Introduction

Coronavirus disease (COVID-19) caused by severe acute respiratory syndrome coronavirus-2 (SARS-CoV-2) has rapidly evolved over the last 3 years into a pandemic involving all age groups [1,2,3]. A new pattern of multisystem inflammatory syndrome following SARS-CoV-2 infection emerged in the adult population with sporadic pediatric cases also [4, 5]. By the end of 2020, similar clinical patterns were being recognised in the neonatal age group [6].

There remains a lack of uniformity in definitions of multisystem inflammatory syndrome in neonates (MIS-N), and most have been extrapolated from multisystem inflammatory syndrome in children (MIS-C). There is a wide clinical spectrum and management practices vary across the globe [7]. MIS-N appears to be linked to development of hyperinflammatory response following a perinatal or postnatal COVID-19 exposure [6, 7]. A recent systematic review suggested cardiovascular system being the most commonly involved organ, manifesting with cardiac dysfunction, arrhythmia, dilated coronaries, pericardial effusion, persistent pulmonary hypertension (PPHN), and intracardiac thrombus. Additionally, neonates exhibited a rise in the inflammatory markers such as c-reactive protein (CRP), ferritin, and procalcitonin [8]. Management strategies commonly used included anti-inflammatory therapies primarily intravenous immunoglobulin and corticosteroids, along with supportive interventions [9].
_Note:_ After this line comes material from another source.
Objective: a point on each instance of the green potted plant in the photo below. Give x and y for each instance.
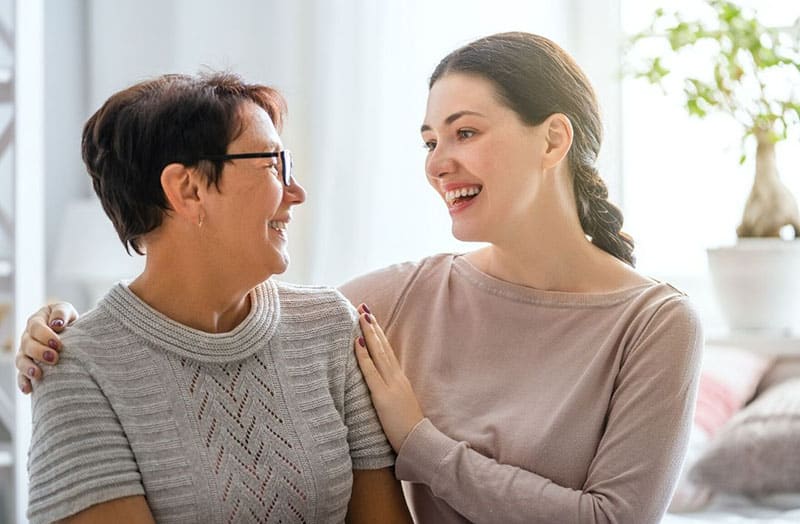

Two systematic reviews have analysed the clinical features and management strategies of published cases of MIS-N till October 2021 [8, 9]. As there has been an increase in reported cases since then, we aim to systematically review the demographic profile, clinical presentation, laboratory abnormalities, and treatment of MIS-N. We also describe the cases based on their timing of presentation, namely early and late MIS-N.

Methodology

We aimed to systematically review the reports on MIS-N to analyse the demographic characteristics, clinical manifestations, laboratory abnormalities, therapeutic interventions, and outcomes.

Protocol registration

The protocol was registered with the International Prospective Register of Systematic Reviews (PROSPERO) with the registration number CRD42022321114.

Search strategy

Electronic databases including MEDLINE, EMBASE, PubMed, SCOPUS, Google Scholar, and Web of Science were searched. Additionally, pre-print repositories (BioRxiv and MedRxiv) and reference list of included studies were taken as additional sources. All publications in English language from January 1st 2020 till September 30th 2022 were reviewed. The combination of the following keywords was used as the search strategy for literature search in the various databases: Population [“neonates” OR”newborn” OR “neonatal” OR “infant” OR “preterm” OR “premature” OR “low birth weight” OR “very low birth weight” OR “small gestational age” OR “extremely low birth weight” OR “baby” OR “very preterm” OR “extremely preterm”] AND Virus [“sars-cov-2” OR “covid” OR “covid-19″ OR “coronavirus” OR “novel coronavirus” OR “severe acute respiratory syndrome coronavirus 2″] AND Condition [(“multisystem” OR “multisystemic” OR “multisystems”) AND (“inflammatories” OR “inflammatory”) AND (“syndrom” OR “syndromal” OR “syndromally” OR “syndrome” OR “syndromes” OR “syndromic” OR “syndroms”)]. Studies such as case reports, case series, observational (prospective or retrospective), brief communications, and letters to editors that incorporated details of neonates with MIS-N were included. Studies without access to full-text version, not in English language, or no patient data were excluded.

Study selection

The abstracts of the citations obtained from the initial broad search were read independently by reviewers DM, MG, PI, and SK to identify potentially eligible studies. Full-text articles of these studies were obtained and assessed for eligibility by reviewers DM, MG, PI, and SK independently, using the pre-defined eligibility criteria. Any differences in the opinions were resolved by a discussion amongst the group members and suggestions from the senior authors (RN, AA) to reach a consensus. To prevent data duplications multiple publications of the same study were excluded.

MIS-N definition

The World Health Organization (WHO) and Centres for Disease Control (CDC) have published MIS-C diagnostic criteria [10, 11]. However, the diagnostic criteria for MIS-N remain unclear and are evolving. Hence for this review, we adapted a diagnostic criterion considering the CDC and WHO recommendations for the definition of MIS-C, with modifications based upon current understanding of the immunological process of the disease in neonatal period along with the available literature on pathophysiologic mechanisms and clinical spectrum in neonates.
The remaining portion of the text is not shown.